Cocher du cirque, d'après une mosaïque
trouvée près de Rome.

Les spectacles équestres à Byzance.
Jamais peuple ne s'est intéressé aux jeux du cirque plus passionnément que les Byzantins. Les cochers de l'hippodrome sont des personnages privilégiés; rien ne manque à leur gloire, ni les statues, ni les applaudissements, ni les petits vers, ni les exemptions d'impôts. Suivant leurs couleurs, le peuple se partage en factions; les Blancs avec les Bleus d'une part, les Rouges unis aux Verts de l'autre; et les rivalités de ces partis, des Verts et des Bleus surtout, ont plus d'une fois porté le trouble et la sédition dans Byzance. Organisés en véritables corporations avec leurs présidents ou démarques, leurs chefs de quartier ou gitoniargues, leur caisse, leurs cochers, leurs poètes, leurs chanteurs, leurs musiciens, formés en milices urbaines, les deux partis des Verts et des Bleus, continuellement rivaux dans le cirque, où les Verts, depuis Théodose II, occupèrent la place d'honneur à gauche de l'empereur, transportaient leur rivalité sur le terrain politique ou religieux. 

Suivant que l'empereur, aussi passionné que ses sujets pour les jeux du cirque, accordait sa faveur à l'une des deux couleurs, l'autre parti moins favorisé, parfois même écarté des emplois publics, était rejeté dans l'opposition. De là, entre les Verts et les Bleus, sous le moindre prétexte, des luttes qui ensanglantaient le cirque et portaient dans la ville entière l'incendie et la ruine; de là, quand le peuple était mécontent de l'empereur, des insurrections souvent redoutables; par exemple, sous Anastase en 491 et 501, sous Maurice et sous Phocas, et surtout sous Justinien : la faveur du prince pour les Bleus, la passion toute particulière que Théodora lui inspira pour les jeux du cirque, soulevèrent en 532 la fameuse sédition Nika, où trente-cinq mille personnes périrent. Toutefois, on ne saurait croire que les factions du cirque aient représenté d'une manière constante telle opinion politique ou religieuse, les Bleus tenant pour l'orthodoxie, les Verts pour les doctrines hérétiques, les Bleus pour Justinien ou pour Maurice, les Verts pour la famille d'Anastase ou pour Phocas; leur attitude dépendait uniquement de celle que prenait l'empereur. En effet, à partir du VIIe siècle, quand le prince s'intéressa moins aux jeux du cirque, quand la détresse du trésor aussi rendit les fêtes moins somptueuses, les factions cessent de troubler l'Etat byzantin; plus exactement surveillées au reste, dirigées par des chefs qui sont de grands officiers de la couronne, elles ne jouent plus au Xe siècle qu'un rôle d'apparat dans les cérémonies; et si les Bleus conservent la préséance, signe de la faveur impériale, dans les deux factions les magistrats et les cochers même sont nommés et payés par l'empereur.

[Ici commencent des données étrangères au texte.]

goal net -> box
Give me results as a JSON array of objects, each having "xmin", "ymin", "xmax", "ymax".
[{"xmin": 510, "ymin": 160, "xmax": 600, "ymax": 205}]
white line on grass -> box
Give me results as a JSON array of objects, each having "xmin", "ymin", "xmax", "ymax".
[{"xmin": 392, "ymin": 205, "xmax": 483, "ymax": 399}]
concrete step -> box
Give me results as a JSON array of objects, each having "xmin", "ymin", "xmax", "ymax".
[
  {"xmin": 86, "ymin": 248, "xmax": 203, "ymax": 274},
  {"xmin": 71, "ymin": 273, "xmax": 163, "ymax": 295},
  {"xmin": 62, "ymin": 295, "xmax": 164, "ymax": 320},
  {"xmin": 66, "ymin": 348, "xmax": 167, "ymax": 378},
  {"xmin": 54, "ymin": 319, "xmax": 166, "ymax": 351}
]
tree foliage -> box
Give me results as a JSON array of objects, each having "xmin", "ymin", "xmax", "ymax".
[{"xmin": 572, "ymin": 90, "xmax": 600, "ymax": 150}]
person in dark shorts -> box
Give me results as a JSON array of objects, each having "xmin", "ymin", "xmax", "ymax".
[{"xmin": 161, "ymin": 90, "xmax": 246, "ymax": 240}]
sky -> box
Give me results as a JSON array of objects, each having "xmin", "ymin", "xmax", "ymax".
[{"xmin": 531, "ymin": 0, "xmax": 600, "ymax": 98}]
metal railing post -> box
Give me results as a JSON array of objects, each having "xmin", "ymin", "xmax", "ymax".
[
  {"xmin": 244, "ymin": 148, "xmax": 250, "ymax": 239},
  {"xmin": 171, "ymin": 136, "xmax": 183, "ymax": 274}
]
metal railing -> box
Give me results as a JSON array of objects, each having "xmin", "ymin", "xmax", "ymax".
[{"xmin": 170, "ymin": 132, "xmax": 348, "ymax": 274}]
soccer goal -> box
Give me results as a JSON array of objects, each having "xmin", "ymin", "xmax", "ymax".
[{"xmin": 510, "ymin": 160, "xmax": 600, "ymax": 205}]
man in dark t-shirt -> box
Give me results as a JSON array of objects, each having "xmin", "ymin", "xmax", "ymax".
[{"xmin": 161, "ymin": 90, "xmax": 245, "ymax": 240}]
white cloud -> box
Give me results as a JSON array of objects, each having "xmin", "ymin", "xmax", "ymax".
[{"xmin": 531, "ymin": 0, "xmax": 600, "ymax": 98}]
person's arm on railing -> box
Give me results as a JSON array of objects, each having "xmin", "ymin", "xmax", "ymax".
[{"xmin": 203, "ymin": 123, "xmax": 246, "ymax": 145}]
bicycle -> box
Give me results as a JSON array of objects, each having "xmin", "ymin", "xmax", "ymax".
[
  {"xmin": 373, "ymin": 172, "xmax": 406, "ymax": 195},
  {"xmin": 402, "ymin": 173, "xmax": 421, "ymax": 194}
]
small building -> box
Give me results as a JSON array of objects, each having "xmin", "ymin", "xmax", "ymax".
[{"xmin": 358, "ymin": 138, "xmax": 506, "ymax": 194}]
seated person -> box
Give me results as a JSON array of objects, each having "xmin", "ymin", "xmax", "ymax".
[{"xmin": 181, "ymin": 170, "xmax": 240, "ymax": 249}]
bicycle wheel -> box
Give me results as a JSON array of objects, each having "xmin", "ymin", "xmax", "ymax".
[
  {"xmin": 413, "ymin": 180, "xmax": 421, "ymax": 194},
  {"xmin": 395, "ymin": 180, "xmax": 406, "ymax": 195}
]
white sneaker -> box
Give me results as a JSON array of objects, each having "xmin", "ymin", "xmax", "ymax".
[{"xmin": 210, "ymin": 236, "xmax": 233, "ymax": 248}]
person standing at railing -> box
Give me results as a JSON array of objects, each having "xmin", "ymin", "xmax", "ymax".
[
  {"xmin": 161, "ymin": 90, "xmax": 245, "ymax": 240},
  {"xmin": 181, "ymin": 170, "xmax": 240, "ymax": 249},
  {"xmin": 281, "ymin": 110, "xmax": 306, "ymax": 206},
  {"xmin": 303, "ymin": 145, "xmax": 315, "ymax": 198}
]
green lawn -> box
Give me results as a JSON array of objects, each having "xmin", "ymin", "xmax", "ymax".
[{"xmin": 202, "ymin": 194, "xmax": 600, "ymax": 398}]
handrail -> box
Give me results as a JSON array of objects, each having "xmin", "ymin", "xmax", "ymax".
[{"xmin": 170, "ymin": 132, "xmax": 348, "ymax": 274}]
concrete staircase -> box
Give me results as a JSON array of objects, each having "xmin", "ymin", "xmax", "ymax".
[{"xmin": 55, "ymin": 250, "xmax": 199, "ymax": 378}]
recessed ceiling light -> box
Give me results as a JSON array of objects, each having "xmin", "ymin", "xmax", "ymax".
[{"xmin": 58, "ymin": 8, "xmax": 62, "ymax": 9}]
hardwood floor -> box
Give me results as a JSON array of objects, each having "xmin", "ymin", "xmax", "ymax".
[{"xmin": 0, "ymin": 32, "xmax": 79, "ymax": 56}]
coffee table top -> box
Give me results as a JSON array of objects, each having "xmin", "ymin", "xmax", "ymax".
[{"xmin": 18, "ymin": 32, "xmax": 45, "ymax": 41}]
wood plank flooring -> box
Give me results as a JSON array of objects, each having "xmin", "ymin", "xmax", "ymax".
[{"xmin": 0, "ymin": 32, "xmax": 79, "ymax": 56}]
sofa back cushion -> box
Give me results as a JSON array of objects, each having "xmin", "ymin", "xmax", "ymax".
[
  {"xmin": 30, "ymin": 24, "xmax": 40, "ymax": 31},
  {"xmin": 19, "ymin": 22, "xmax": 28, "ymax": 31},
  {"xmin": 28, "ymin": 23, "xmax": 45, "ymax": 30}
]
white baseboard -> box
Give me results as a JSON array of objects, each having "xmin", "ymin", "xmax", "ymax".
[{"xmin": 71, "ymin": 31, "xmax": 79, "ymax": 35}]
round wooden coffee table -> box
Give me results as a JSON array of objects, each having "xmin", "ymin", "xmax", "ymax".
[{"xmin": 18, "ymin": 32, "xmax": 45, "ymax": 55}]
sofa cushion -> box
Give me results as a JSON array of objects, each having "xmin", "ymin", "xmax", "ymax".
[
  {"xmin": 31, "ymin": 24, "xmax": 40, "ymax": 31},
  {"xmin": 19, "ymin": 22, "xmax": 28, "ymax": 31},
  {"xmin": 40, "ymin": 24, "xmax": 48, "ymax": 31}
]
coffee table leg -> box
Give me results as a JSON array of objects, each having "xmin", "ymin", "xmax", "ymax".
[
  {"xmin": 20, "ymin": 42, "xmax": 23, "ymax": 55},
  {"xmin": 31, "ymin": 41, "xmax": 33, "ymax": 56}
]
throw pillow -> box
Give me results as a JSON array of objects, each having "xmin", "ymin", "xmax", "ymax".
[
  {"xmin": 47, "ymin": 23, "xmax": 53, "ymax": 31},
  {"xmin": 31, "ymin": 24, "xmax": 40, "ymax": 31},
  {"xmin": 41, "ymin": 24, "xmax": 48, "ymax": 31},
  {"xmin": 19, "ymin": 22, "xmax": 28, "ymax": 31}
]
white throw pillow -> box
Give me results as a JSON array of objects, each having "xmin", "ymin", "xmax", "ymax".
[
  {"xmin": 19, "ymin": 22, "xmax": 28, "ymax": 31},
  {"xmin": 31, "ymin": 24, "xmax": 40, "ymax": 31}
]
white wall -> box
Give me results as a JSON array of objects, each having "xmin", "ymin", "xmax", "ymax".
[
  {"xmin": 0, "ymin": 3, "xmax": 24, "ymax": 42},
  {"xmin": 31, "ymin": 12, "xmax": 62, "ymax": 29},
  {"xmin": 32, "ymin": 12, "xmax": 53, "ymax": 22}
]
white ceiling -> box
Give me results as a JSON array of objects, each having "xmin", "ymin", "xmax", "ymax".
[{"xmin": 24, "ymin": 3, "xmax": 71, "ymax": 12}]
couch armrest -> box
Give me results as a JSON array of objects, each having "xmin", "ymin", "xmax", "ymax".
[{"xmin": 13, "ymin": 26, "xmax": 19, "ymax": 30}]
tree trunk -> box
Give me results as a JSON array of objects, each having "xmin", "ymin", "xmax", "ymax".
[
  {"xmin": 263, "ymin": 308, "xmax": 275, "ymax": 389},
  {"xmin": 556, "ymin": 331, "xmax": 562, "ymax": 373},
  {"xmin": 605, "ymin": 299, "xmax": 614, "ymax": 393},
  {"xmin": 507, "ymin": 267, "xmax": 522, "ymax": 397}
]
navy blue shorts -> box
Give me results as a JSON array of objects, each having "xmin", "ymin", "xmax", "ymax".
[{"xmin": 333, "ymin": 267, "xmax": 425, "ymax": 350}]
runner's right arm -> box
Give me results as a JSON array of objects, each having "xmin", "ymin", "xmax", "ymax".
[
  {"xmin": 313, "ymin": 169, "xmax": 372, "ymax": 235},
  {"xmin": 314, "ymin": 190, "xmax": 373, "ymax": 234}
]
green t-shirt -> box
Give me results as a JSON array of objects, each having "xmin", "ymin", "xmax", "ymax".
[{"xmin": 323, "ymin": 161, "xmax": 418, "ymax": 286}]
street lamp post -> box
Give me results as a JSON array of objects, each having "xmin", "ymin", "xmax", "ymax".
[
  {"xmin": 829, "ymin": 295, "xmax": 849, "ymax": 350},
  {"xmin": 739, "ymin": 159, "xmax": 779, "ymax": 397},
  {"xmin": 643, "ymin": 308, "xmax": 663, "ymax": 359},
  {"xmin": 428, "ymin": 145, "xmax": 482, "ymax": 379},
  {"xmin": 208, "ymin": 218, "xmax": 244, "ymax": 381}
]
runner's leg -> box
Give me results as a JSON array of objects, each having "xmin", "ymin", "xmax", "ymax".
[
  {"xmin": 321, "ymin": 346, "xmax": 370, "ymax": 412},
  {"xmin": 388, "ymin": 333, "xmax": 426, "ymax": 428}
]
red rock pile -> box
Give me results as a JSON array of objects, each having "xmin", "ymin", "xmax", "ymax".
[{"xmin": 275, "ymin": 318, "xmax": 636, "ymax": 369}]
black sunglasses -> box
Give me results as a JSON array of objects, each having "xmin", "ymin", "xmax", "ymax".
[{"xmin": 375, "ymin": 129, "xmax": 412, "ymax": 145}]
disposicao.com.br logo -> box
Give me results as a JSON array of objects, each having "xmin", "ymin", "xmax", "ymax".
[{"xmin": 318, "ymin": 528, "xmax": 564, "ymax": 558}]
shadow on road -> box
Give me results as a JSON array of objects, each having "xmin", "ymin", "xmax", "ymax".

En dehors des jeux du cirque, l'hippodrome a vu bien d'autres événements. Bien des empereurs y ont subi les outrages du peuple, et Justinien Il mutilé, Michel Calaphate lapidé, Andronic Comnène aveuglé et torturé, montrent assez quelles tragédies se jouaient dans le cirque. Il servait parfois aussi aux couronnements et aux triomphes des empereurs : Basile Ier, Constantin VII, Nicéphore Phocas, Jean Zimiscès, Basile II, y triomphèrent des Pauliciens, des Arabes, des Bulgares. On y faisait aussi des exécutions capitales, et l'Eglise même consentait parfois à se mêler à toutes ces cérémonies profanes. Mais à partir du XIIe siècle, l'hippodrome commença à être délaissé. Alexis Ier fut le dernier empereur qui présida aux jeux du cirque. Bientôt les ravages des croisés de 1204, qui pillèrent impitoyablement l'hippodrome, consommèrent la ruine; à la fin du XIVe siècle le cirque était désert. Quand les Turcs prirent Constantinople, ils employèrent les matériaux de l'hippodrome à construire des mosquées, et bientôt il ne resta qu'une place vide. (Ch. Diehl).